Béatrice et François

Béatrice et François

N°39

La maison dans la lande (Partie 1)

     Quand Béatrice sonna à la porte de la maison de François, trois visages radieux l'accueillirent. Son copain d'abord. Il a sept ans et demi. Elle et lui sont en deuxième année primaire, dans la même classe de la même école. Et puis les petites sœurs du garçon. Olivia, cinq ans et demi et Amandine, trois ans et demi.

- Tu viens jouer avec nous? demandèrent les petites filles.

- Oui, répondit Béatrice... enfin, avec François, si vous voulez bien.

- Allons à la pleine de jeux, proposa le garçon.

- Quelle bonne idée !

- On veut vous accompagner, crièrent ensemble Olivia et Amandine.

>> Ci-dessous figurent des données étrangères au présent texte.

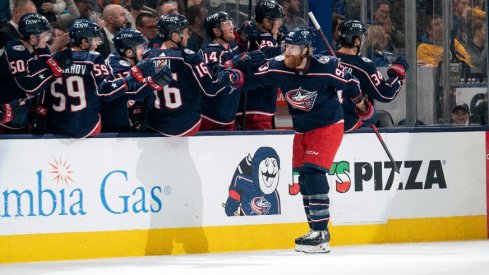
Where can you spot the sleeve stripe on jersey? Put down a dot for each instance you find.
(275, 71)
(373, 85)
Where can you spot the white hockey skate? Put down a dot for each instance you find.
(313, 242)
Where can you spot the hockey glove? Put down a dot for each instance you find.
(143, 69)
(14, 113)
(368, 113)
(39, 125)
(64, 58)
(246, 61)
(161, 78)
(398, 68)
(232, 78)
(54, 67)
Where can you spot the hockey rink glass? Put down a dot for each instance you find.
(290, 49)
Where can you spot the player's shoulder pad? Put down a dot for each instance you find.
(188, 51)
(323, 59)
(15, 49)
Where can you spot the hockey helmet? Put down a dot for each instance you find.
(128, 38)
(268, 9)
(83, 28)
(33, 23)
(349, 30)
(300, 36)
(214, 21)
(169, 23)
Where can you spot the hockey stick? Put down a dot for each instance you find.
(397, 175)
(318, 28)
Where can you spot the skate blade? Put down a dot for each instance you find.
(322, 248)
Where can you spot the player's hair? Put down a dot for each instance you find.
(141, 16)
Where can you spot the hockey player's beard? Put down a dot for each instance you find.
(292, 61)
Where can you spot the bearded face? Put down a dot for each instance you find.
(293, 56)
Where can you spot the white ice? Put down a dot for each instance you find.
(466, 258)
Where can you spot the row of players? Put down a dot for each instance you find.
(125, 101)
(325, 95)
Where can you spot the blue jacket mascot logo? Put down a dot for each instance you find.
(253, 189)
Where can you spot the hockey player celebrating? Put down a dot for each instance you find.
(27, 69)
(219, 112)
(177, 109)
(71, 103)
(126, 112)
(265, 34)
(309, 85)
(373, 84)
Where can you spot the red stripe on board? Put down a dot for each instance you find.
(487, 181)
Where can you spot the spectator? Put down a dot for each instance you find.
(462, 9)
(84, 8)
(476, 48)
(146, 23)
(337, 19)
(135, 8)
(479, 114)
(382, 18)
(376, 43)
(60, 39)
(50, 8)
(64, 20)
(115, 19)
(460, 115)
(167, 7)
(10, 31)
(430, 51)
(196, 16)
(193, 3)
(292, 9)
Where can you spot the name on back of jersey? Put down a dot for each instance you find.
(78, 69)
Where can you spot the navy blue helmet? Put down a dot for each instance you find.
(128, 38)
(169, 23)
(214, 21)
(268, 9)
(33, 23)
(300, 36)
(83, 28)
(349, 30)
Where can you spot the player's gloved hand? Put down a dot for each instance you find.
(39, 125)
(143, 69)
(231, 77)
(244, 32)
(161, 78)
(370, 121)
(398, 68)
(54, 67)
(64, 58)
(14, 113)
(246, 61)
(366, 114)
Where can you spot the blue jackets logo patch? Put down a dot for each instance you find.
(253, 189)
(301, 99)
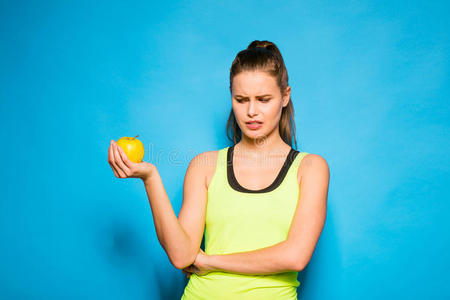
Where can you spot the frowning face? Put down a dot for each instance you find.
(257, 103)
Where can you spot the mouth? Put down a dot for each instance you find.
(254, 125)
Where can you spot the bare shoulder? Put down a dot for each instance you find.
(313, 165)
(205, 164)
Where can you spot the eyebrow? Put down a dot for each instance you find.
(266, 95)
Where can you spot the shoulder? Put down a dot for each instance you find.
(313, 165)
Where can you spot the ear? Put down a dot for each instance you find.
(286, 96)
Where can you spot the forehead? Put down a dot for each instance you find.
(254, 82)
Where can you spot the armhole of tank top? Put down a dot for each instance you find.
(299, 158)
(216, 170)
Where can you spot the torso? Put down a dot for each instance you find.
(252, 175)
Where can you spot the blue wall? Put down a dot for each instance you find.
(370, 86)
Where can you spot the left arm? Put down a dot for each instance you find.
(295, 252)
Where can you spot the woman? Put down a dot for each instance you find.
(260, 203)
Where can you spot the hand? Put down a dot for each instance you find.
(123, 167)
(200, 266)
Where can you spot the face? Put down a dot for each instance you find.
(257, 97)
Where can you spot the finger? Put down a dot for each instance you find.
(125, 158)
(120, 160)
(119, 163)
(111, 160)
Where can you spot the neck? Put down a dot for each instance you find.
(262, 146)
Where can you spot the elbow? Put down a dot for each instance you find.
(183, 262)
(299, 264)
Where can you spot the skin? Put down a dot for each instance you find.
(264, 143)
(247, 103)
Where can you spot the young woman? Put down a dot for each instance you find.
(260, 203)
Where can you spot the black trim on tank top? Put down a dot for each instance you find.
(280, 177)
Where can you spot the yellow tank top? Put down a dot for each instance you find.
(238, 220)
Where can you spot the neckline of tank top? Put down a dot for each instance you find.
(232, 181)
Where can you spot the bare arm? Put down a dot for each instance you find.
(180, 237)
(294, 253)
(171, 235)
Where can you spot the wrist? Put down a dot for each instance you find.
(210, 263)
(149, 175)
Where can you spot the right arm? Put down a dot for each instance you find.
(180, 237)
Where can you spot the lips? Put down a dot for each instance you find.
(254, 125)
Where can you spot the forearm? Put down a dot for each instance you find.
(269, 260)
(171, 234)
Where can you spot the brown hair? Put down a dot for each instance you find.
(263, 56)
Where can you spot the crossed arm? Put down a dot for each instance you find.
(295, 252)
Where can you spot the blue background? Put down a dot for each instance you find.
(370, 86)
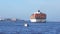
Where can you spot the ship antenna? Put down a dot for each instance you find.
(38, 10)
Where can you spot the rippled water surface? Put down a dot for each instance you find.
(9, 27)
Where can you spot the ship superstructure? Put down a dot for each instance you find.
(38, 17)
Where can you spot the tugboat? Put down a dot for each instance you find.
(38, 17)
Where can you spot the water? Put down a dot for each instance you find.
(9, 27)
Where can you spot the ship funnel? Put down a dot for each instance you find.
(38, 10)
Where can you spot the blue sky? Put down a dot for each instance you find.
(22, 9)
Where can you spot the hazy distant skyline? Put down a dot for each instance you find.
(24, 8)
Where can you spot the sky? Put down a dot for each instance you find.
(23, 9)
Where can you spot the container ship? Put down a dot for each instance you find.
(38, 17)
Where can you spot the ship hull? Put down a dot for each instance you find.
(38, 20)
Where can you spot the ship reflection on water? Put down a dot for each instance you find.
(21, 27)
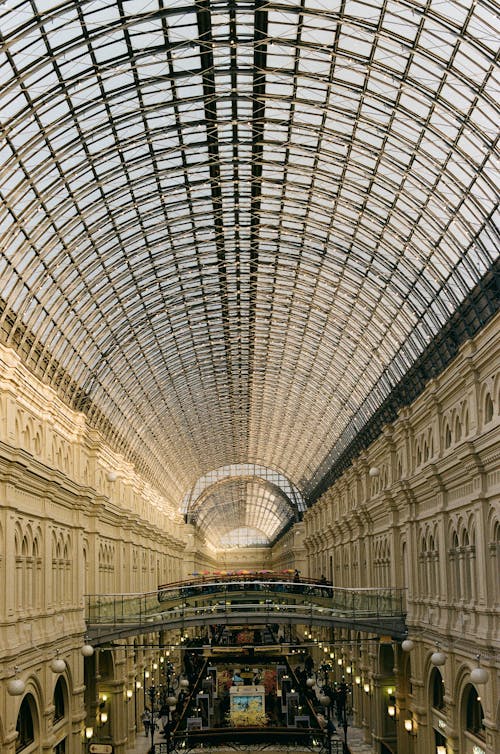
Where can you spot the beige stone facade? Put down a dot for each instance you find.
(419, 510)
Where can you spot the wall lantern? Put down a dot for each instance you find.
(479, 675)
(438, 658)
(58, 665)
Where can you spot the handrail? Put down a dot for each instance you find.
(209, 601)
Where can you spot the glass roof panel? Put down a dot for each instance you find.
(265, 212)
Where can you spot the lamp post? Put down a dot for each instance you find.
(342, 711)
(152, 701)
(326, 700)
(170, 701)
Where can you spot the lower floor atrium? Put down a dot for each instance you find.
(370, 626)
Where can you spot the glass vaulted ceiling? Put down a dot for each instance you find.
(227, 228)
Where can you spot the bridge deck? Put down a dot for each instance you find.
(244, 602)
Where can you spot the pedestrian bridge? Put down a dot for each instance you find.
(244, 602)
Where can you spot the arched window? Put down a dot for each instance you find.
(488, 408)
(59, 704)
(437, 689)
(25, 725)
(473, 712)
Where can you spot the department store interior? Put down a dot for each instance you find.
(249, 377)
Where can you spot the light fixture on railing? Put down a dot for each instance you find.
(408, 725)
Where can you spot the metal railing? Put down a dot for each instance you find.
(215, 601)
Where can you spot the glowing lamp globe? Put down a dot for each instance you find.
(58, 665)
(479, 675)
(16, 687)
(438, 658)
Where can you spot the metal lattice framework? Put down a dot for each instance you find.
(229, 229)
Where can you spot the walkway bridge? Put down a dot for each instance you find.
(243, 601)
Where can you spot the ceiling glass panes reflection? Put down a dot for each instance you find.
(228, 230)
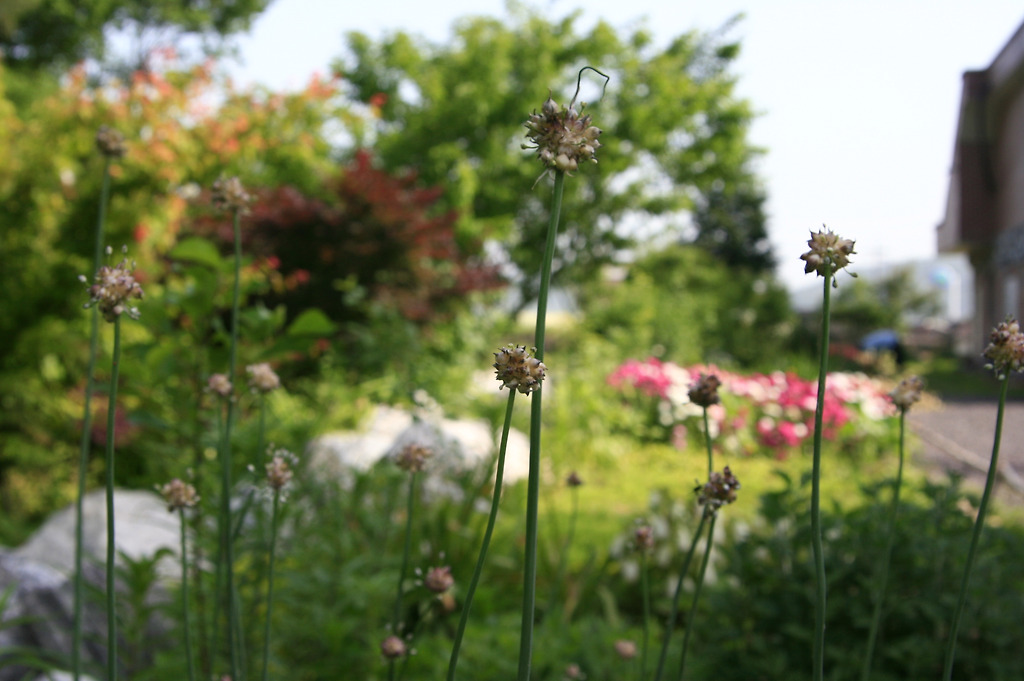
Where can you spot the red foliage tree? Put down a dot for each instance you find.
(378, 240)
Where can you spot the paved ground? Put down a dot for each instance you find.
(957, 436)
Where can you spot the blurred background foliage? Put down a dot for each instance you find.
(393, 239)
(392, 207)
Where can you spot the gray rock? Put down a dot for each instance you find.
(39, 614)
(142, 526)
(458, 445)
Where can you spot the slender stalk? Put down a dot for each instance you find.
(696, 595)
(816, 544)
(674, 609)
(407, 549)
(227, 551)
(976, 535)
(884, 577)
(534, 482)
(262, 424)
(474, 581)
(83, 461)
(269, 583)
(184, 596)
(711, 455)
(112, 621)
(645, 596)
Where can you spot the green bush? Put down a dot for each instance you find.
(755, 622)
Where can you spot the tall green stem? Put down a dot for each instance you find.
(269, 583)
(112, 621)
(884, 576)
(186, 624)
(645, 595)
(976, 535)
(696, 595)
(704, 563)
(711, 455)
(226, 549)
(407, 549)
(460, 633)
(534, 482)
(83, 461)
(819, 558)
(674, 609)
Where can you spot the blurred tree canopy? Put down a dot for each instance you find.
(55, 34)
(730, 222)
(675, 132)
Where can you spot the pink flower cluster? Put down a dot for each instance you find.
(759, 411)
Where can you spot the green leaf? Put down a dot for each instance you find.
(198, 250)
(311, 323)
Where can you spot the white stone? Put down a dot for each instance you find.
(142, 526)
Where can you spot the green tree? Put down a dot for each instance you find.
(55, 34)
(673, 128)
(894, 301)
(730, 223)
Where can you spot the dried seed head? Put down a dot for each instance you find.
(719, 491)
(219, 385)
(573, 673)
(279, 470)
(438, 580)
(829, 253)
(114, 288)
(705, 391)
(518, 370)
(562, 137)
(1006, 348)
(178, 495)
(262, 378)
(626, 648)
(413, 458)
(229, 195)
(907, 392)
(110, 142)
(393, 647)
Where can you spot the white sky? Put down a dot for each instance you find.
(857, 98)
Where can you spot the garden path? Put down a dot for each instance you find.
(956, 436)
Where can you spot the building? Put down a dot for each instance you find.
(985, 204)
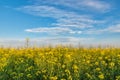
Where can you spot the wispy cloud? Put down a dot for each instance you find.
(45, 41)
(53, 30)
(109, 29)
(66, 22)
(98, 5)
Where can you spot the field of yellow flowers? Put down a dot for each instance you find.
(59, 63)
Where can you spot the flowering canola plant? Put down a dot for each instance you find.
(59, 63)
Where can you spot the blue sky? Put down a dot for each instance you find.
(88, 22)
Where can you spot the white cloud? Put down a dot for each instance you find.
(53, 30)
(45, 41)
(65, 21)
(98, 5)
(110, 29)
(114, 28)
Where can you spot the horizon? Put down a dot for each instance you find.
(85, 22)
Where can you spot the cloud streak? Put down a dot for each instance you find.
(98, 5)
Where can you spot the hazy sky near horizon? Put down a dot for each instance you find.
(60, 21)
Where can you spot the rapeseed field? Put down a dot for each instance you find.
(59, 63)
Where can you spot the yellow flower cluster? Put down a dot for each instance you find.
(59, 63)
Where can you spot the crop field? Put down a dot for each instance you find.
(59, 63)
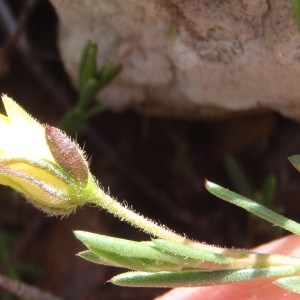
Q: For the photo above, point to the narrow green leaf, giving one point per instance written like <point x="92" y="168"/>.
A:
<point x="291" y="284"/>
<point x="295" y="161"/>
<point x="237" y="176"/>
<point x="123" y="247"/>
<point x="296" y="8"/>
<point x="86" y="94"/>
<point x="133" y="263"/>
<point x="88" y="63"/>
<point x="253" y="207"/>
<point x="92" y="257"/>
<point x="189" y="253"/>
<point x="268" y="190"/>
<point x="197" y="278"/>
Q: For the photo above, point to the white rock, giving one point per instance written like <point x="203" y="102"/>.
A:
<point x="192" y="58"/>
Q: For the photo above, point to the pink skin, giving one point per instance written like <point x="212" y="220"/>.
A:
<point x="255" y="289"/>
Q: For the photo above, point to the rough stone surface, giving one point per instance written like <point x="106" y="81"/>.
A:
<point x="192" y="58"/>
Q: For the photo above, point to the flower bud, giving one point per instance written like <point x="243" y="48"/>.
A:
<point x="42" y="163"/>
<point x="67" y="154"/>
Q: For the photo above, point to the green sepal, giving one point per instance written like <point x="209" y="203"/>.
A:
<point x="253" y="207"/>
<point x="291" y="284"/>
<point x="197" y="278"/>
<point x="191" y="254"/>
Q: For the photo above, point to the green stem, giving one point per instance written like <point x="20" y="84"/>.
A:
<point x="243" y="258"/>
<point x="135" y="219"/>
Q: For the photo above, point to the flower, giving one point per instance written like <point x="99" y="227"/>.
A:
<point x="42" y="162"/>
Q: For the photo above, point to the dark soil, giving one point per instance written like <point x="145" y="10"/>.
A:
<point x="158" y="166"/>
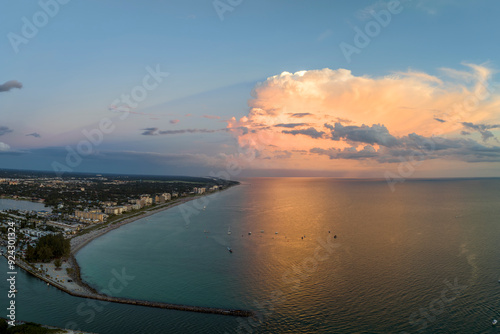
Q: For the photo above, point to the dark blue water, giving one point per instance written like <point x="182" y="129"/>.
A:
<point x="425" y="257"/>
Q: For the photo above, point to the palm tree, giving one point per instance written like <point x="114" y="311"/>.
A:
<point x="58" y="263"/>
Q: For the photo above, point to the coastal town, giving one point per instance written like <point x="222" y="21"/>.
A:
<point x="79" y="203"/>
<point x="77" y="209"/>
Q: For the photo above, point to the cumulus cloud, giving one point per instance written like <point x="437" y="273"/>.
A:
<point x="289" y="125"/>
<point x="301" y="114"/>
<point x="156" y="131"/>
<point x="375" y="134"/>
<point x="311" y="132"/>
<point x="4" y="130"/>
<point x="374" y="119"/>
<point x="4" y="147"/>
<point x="10" y="85"/>
<point x="34" y="134"/>
<point x="483" y="129"/>
<point x="211" y="117"/>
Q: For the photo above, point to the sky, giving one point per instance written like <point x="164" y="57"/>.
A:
<point x="234" y="88"/>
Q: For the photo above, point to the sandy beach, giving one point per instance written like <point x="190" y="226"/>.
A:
<point x="80" y="241"/>
<point x="68" y="279"/>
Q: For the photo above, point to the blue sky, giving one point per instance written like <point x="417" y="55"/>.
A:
<point x="91" y="52"/>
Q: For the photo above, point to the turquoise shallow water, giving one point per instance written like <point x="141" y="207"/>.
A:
<point x="424" y="257"/>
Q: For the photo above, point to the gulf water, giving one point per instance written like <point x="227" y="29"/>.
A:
<point x="424" y="258"/>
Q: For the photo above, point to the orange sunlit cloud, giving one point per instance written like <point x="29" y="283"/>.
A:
<point x="309" y="118"/>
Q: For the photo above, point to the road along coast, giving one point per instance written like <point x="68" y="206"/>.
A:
<point x="79" y="288"/>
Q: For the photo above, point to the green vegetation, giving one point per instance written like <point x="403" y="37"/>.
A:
<point x="28" y="328"/>
<point x="49" y="247"/>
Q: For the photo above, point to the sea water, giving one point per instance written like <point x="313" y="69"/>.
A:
<point x="422" y="258"/>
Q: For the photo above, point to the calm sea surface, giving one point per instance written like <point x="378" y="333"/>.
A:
<point x="424" y="257"/>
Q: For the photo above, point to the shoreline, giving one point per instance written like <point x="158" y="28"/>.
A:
<point x="83" y="290"/>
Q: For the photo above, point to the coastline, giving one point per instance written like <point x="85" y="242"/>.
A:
<point x="78" y="242"/>
<point x="79" y="288"/>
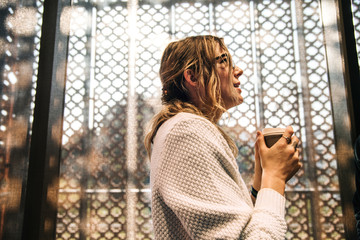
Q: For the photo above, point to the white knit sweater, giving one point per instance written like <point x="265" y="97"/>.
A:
<point x="197" y="190"/>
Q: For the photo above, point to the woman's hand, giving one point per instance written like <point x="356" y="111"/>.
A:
<point x="278" y="163"/>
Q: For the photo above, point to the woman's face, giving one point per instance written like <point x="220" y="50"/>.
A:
<point x="230" y="87"/>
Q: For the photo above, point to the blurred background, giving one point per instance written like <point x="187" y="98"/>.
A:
<point x="79" y="84"/>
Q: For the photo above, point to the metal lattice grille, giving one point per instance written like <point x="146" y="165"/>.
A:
<point x="20" y="33"/>
<point x="113" y="90"/>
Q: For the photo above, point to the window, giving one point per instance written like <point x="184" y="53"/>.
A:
<point x="112" y="90"/>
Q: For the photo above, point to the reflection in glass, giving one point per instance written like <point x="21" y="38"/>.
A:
<point x="20" y="26"/>
<point x="113" y="90"/>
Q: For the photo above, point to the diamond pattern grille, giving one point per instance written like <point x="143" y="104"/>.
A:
<point x="104" y="194"/>
<point x="20" y="33"/>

- Non, les petites sœurs, répondit le grand frère. Pas aujourd'hui. Ne restez pas toujours dans les pieds des aînés.

Les deux fillettes se mirent à pleurer. Les parents intervinrent.

- Mon chéri, il faut parfois jouer avec ses petites sœurs.

- Maman, je suis avec mon amie.

- Béatrice est très gentille. Elle a un petit frère, un bébé, Nicolas. Elle comprendra très bien. Emmenez les petites. Pour vous aider, je vais vous conduire jusqu'à la plaine de jeux en voiture. Par contre, il faudra la quitter à cinq heures, continua la maman, car vous devrez revenir à pied, et je ne veux pas que vous traversiez le bois. Vous passerez par les villas.

- Mais, insista François, c'est beaucoup plus long.

- Je viens de te le dire, mon grand. Tu ne va pas avec elles dans la forêt. Comme elles marchent lentement, il faut compter trois quarts d'heure pour le chemin du retour. Et je veux que vous soyez à la maison avant six heures.

- D'accord, maman, soupira le garçon.

- Ne t'en fais pas, cela se passera très bien, se réjouit Béatrice. Je jouerai avec elles dans le grand bac à sable. Elles sont très gentilles.

- Insupportables, tu veux dire, ajouta leur grand frère.

 

La mère de notre ami conduisit les quatre enfants jusqu'à la plaine de jeux.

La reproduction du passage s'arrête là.